[Nicola è un affezionato frequentatore del Freelancecamp. Dice che torna anche quest’anno perché “è la Woodstock dei freelance”]

Nicola Stocco

Che lavoro fai?

Progetto siti web, applicazioni web e applicazioni software.
Ascolto le persone: i clienti, gli utenti e talvolta anche altri freelance ;)
Credo che l’unione faccia la forza e per questo motivo nel 2005 ho fondato Studio Aqua, uno studio dove collaborano liberi professionisti.
Non smetto mai d’imparare e da un paio d’anni mi sto dedicando alla UX design.

Lavori da freelance?

Sì.

Lavorare da freelance è stato (ed è) un obbligo o una scelta?

Sono stato dipendente per un paio d’anni, ho imparato molto ma mi sentivo in gabbia così ho deciso di mollare tutto per buttarmi nel magico mondo dei freelance. Era il lontano 2005. Quindi direi un obbligo :)

Da 1 a 10, quanto ti soddisfa il tuo lavoro per quel che riguarda:

  • Aspetti economici: 6
  • Gestione dei tempi di vita e di lavoro: 10
  • Relazioni umane: 10.

Cosa vuoi fare da grande?

Non penso di aver trovato il mio equilibrio.Mi piacerebbe fare un lavoro in cui tecnologia, design e business si incontrano e non si scontrano… Come si chiama? E soprattutto esiste?
Mi devo sbrigare perché quest’anno ne faccio 40 e non so ancora rispondere a questa domanda.

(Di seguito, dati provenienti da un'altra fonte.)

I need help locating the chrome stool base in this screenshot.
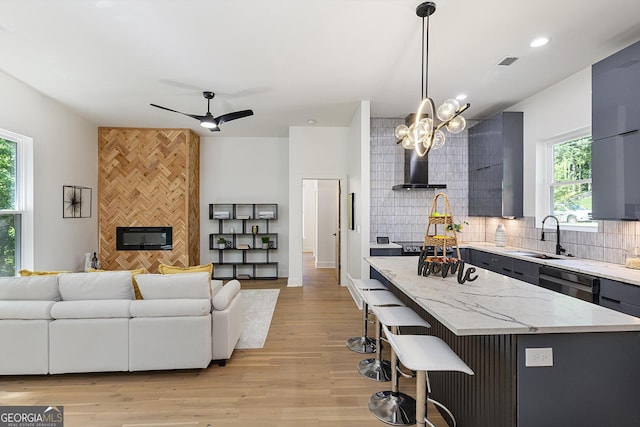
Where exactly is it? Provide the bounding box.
[369,390,416,426]
[358,359,391,382]
[347,337,376,354]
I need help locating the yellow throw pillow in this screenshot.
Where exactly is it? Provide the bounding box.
[87,268,148,299]
[159,263,213,293]
[160,264,213,281]
[18,270,70,276]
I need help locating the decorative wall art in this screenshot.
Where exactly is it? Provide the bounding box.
[62,185,91,218]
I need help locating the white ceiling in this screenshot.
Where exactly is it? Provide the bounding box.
[0,0,640,136]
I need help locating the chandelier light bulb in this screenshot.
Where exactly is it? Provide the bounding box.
[445,116,467,134]
[396,125,409,140]
[431,130,446,150]
[436,99,460,122]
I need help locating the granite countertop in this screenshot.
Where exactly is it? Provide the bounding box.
[369,242,402,249]
[459,242,640,286]
[365,257,640,335]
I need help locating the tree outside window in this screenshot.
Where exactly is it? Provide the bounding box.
[550,136,595,226]
[0,138,20,276]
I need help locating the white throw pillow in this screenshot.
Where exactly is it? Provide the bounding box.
[212,280,240,310]
[136,272,211,300]
[57,271,134,301]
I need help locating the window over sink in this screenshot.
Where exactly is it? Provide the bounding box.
[548,135,597,231]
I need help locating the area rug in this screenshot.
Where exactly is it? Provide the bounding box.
[236,289,280,349]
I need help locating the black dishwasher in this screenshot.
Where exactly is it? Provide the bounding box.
[539,266,600,304]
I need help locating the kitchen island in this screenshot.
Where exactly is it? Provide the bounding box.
[366,257,640,427]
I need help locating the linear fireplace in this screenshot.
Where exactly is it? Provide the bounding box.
[116,227,173,251]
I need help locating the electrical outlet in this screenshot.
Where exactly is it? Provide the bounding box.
[524,347,553,367]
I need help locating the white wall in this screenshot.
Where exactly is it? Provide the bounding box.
[0,72,98,270]
[344,101,371,279]
[200,137,289,277]
[288,126,349,286]
[509,67,591,221]
[302,180,318,257]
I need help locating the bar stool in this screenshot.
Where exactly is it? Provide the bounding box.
[360,307,431,426]
[347,279,387,353]
[358,291,410,381]
[383,325,473,427]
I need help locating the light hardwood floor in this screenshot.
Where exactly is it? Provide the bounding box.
[0,254,446,427]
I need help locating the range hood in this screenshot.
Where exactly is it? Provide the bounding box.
[391,150,447,190]
[391,114,447,190]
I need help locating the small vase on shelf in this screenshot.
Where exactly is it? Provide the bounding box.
[495,224,507,247]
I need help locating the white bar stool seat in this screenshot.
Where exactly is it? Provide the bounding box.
[347,279,387,353]
[358,305,431,384]
[374,325,473,427]
[359,307,431,426]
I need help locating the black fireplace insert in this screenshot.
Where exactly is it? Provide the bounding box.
[116,227,173,251]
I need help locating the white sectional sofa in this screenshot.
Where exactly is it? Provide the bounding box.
[0,271,242,375]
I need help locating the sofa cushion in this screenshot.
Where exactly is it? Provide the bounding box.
[88,268,148,299]
[212,280,240,310]
[51,299,133,319]
[131,298,211,317]
[58,271,133,301]
[138,272,211,300]
[0,276,60,301]
[0,300,56,320]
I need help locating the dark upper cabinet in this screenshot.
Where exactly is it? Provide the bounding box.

Perché vieni al Freelancecamp Marina Romea?

Perché è la Woodstock dei freelance. È due anni che partecipo e non smette di migliorare. Persone incredibili, location da sogno e un centrifugato di esperienze che ti dà la carica.

E ora, giochiamo un po’.

  • Se il freelance fosse un animale, che animale sarebbe? L’ornitorinco ovviamente… è unico!.
  • E se fosse una canzone? Livin’ on the Edge degli Aerosmith. Essere freelance è un po’ camminare sul filo del rasoio no?
  • E una ricetta? Quella del dottore del manicomio. Follia q.b.